To improve your investing success use a ‘safety switch’
Fsp Invest, 26 Sep. 2013
Anyone can buy a share. The real art of investing is knowing when to sell. You could rely on point-and-figure charts or tarot cards or Elliott Waves. But instead you could adhere to a time-tested trailing stop strategy. That means you don’t buy a share without knowing in advance exactly where you’ll get out. Read on to find out how to improve your investing success using a ‘safety switch’…
By using a trailing stop strategy, you take the guesswork out of investing, the team of experts at Investment U explain…
A trailing stop strategy protects both your profits and your principal.
Let your winners ride
Start all of your trading positions with a sell stop 25% below your execution price. As the share rises, you raise the trailing stop.
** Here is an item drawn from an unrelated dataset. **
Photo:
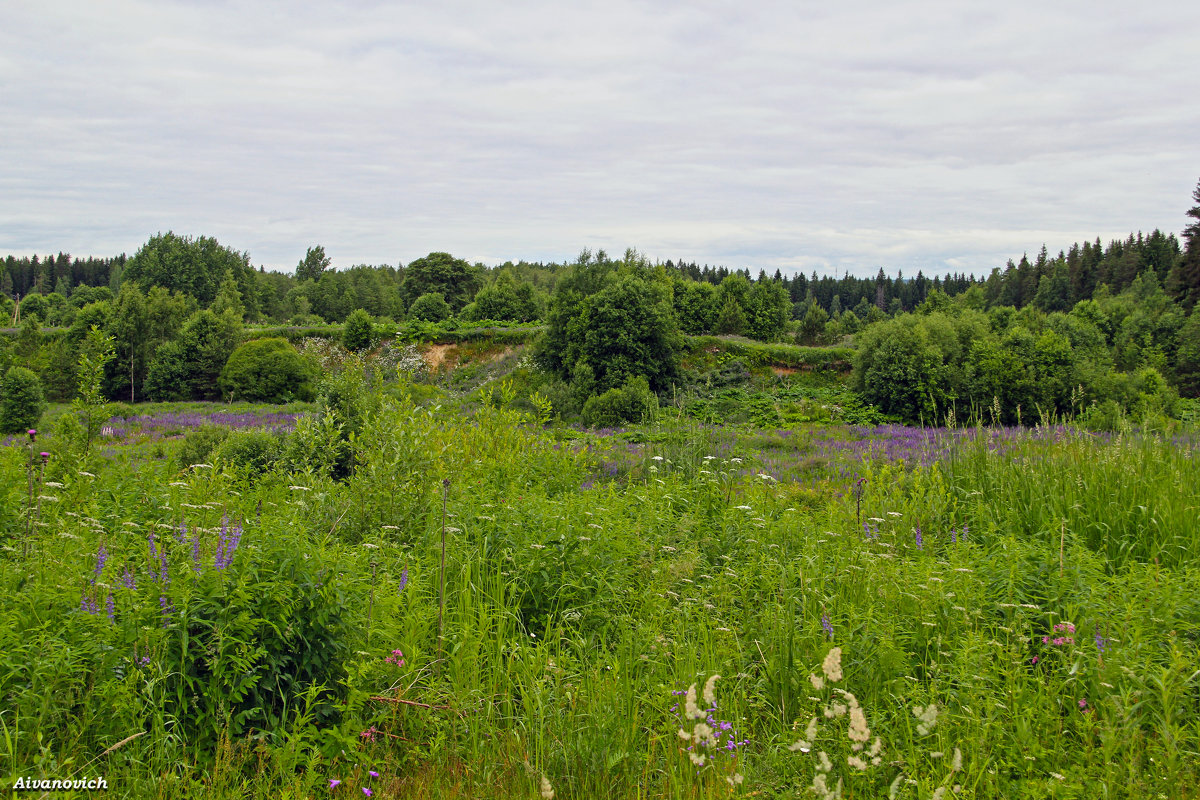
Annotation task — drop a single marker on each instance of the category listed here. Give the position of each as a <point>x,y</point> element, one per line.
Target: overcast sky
<point>786,134</point>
In other words, if you buy a stock at R20, your stop loss is at R15. When the share hits R32, your stop loss (still trailing at 25%) will be at R24.
As long as the share keeps trending up, you’re happy to hang on. If the share pulls back 25% from its closing high, you sell. No questions asked.
And cut your losses early
You protect the profits you’ve earned on the way up and also protect your principal when things go awry.
Everyone knows you should cut your losses early and let your profits run. But very few investors actually do it. But a ‘safety switch’ guarantees that you do.
During the bull market of the 1990s, many investors watched as their share portfolios grew bigger and bigger.
There was only one problem. They never took any profits. They had no sell discipline whatsoever.
So when shares started tanking, they watched many of those profits evaporate entirely. Some even turned into losses.
Other investors then bought shares early in the ensuing bear market with high expectations. And it devastated investors to see those shares drop to levels they never would have imagined.
In both cases, the fault was the same: They failed to have a sell discipline.
Investors without one are flying by the seat of their pants. And that rarely ends in award-winning results. It’s simply not a practical means to build wealth.
Bottom line: Use a trailing stop on all your individual stocks and have the gumption to stick with it.